News

Intel unveils Xe-architecture-based discrete GPU for HPC

Intel's new Xe-architecture-based discrete GPU will be deployed in Aurora supercomputer at the Argonne National Laboratory

Jon Peddie

Intel made a few significant and interesting announcements at the 2019 supercomputer conference (SC19) in Denver.

  • The company officially launched its OneAPI, a unified and scalable programming model for heterogeneous computing architectures.
  • Announced a general-purpose GPU-based on the X architecture, code-named “Ponte Vecchio.” claiming it is optimized for HPC/AI acceleration
  • Revealed additional architectural details of the exascale Aurora Supercomputer at Argonne National Laboratory.

 

In addition, Intel said Ponte Vecchio will be manufactured on Intel’s 7nm technology. And the GPU will use Intel’s Foveros 3D and EMIB packaging innovations(introduced last December) and feature multiple technologies in-packaging, including high-bandwidth memory, Compute Express Link interconnect, and other intellectual property.

oneAPI. Intel says OneAPI will offer a developer-centric approach to heterogeneous computing. It will, claims the company, define programming for an increasingly AI-infused, multi-architecture world.
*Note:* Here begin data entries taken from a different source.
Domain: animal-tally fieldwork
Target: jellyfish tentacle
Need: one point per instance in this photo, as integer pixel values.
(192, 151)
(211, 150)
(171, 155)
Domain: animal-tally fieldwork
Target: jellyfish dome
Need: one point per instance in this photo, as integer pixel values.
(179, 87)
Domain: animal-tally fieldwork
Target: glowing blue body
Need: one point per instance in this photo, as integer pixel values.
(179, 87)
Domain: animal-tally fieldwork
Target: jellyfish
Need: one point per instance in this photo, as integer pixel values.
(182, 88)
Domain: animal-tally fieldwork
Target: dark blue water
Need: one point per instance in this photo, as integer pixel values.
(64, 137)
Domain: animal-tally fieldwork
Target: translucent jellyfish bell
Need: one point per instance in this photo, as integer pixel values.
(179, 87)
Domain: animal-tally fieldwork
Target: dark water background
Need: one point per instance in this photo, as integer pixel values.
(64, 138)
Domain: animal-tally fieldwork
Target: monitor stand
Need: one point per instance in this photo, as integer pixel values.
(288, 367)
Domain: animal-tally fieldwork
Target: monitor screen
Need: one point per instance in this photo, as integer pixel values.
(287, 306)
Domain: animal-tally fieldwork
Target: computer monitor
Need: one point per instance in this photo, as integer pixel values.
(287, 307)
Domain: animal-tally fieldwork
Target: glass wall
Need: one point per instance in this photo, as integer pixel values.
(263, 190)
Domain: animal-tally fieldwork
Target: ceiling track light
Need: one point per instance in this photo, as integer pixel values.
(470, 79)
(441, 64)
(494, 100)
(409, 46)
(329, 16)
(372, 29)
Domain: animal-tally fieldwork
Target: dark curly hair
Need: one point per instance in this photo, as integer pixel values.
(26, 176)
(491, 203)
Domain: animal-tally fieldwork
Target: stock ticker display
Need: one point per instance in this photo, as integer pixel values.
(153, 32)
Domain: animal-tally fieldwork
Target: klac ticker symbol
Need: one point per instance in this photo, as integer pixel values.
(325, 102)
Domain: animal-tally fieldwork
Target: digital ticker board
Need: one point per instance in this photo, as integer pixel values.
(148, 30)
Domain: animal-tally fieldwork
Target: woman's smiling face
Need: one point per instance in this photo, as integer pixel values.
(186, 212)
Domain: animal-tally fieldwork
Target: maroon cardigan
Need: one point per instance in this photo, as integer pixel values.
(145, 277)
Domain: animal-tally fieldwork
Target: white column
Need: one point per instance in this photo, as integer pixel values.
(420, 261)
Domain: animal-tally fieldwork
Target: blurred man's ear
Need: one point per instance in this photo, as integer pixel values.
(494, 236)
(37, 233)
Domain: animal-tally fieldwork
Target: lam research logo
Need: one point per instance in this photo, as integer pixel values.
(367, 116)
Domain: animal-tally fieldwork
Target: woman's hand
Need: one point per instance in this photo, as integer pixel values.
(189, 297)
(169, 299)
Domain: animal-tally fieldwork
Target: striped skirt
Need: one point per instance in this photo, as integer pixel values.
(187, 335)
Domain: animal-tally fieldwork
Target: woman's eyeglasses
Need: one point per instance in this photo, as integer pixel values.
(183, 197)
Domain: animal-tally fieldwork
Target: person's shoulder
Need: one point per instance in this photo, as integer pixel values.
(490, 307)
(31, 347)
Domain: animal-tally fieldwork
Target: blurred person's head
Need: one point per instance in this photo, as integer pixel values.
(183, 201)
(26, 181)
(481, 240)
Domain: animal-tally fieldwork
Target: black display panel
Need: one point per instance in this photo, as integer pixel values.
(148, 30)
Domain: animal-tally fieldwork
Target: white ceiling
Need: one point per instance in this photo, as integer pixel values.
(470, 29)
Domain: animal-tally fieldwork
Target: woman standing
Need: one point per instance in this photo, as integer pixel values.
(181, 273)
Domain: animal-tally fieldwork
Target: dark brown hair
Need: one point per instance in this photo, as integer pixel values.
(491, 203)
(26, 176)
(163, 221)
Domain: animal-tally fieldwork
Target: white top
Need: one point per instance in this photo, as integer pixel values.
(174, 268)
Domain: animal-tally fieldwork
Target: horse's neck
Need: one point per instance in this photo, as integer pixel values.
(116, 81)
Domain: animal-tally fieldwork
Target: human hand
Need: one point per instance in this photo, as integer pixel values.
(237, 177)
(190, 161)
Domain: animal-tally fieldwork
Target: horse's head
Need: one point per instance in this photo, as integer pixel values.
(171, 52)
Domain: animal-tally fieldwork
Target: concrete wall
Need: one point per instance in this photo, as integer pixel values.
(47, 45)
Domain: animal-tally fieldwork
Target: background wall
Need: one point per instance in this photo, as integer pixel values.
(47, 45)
It is a unified and open programming environment for developers allowing them to pick the architecture of their choice without compromising the performance and eliminating the complexity of separate codebases, multiple-programming languages, and different tools and workflows. OneAPI, says Intel, preserves existing software investments with support for existing languages while delivering flexibility for developers to create versatile applications.

Intel’s one API stack (Source: Intel)

 

OneAPI includes both an industry initiative based on open specifications and an Intel beta product. The OneAPI specification includes a direct programming language, powerful APIs, and a low-level hardware interface. Intel’s oneAPI beta software is a portfolio of developer tools that includes compilers, libraries, and analyzers, packaged into domain-focused toolkits. The initial oneAPI beta release targets Intel’s Xeon processors, Intel Core processors with integrated graphics, and Intel FPGAs, with additional hardware support to follow in future releases— read, GPUs. Developers can download the oneAPI tools, test drive them in the Intel oneAPIDevCloud, and learn more about oneAPI at software.intel.com/oneAPI.

First (announced) Xe-architecture-based GPU. At SC19, Intel unveiled a new category of general-purpose GPUs based on Intel’s Xe architecture. Code-named “Ponte Vecchio”. Intel says it is a new high-performance, highly flexible discrete general-purpose GPU designed for HPC modeling and simulation workloads, and AI training. Ponte Vecchio will be manufactured on Intel’s 7nm technology and will be Intel’s first Xe-based GPU optimized for HPC and AI workloads.

Features of Ponte Vecchio GPU (Source: Intel)

 

Ponte Vecchio will employ Intel’s Foveros 3D and EMIB packaging innovations and feature multiple technologies in-package, including high-bandwidth memory, Compute Express Link interconnect, and other intellectual property.

Aurora supercomputer. Intel says its data centric silicon portfolio and oneAPI initiative lays the foundation for the convergence of HPC and AI workloads at exascale within the Aurora system at Argonne National Laboratory.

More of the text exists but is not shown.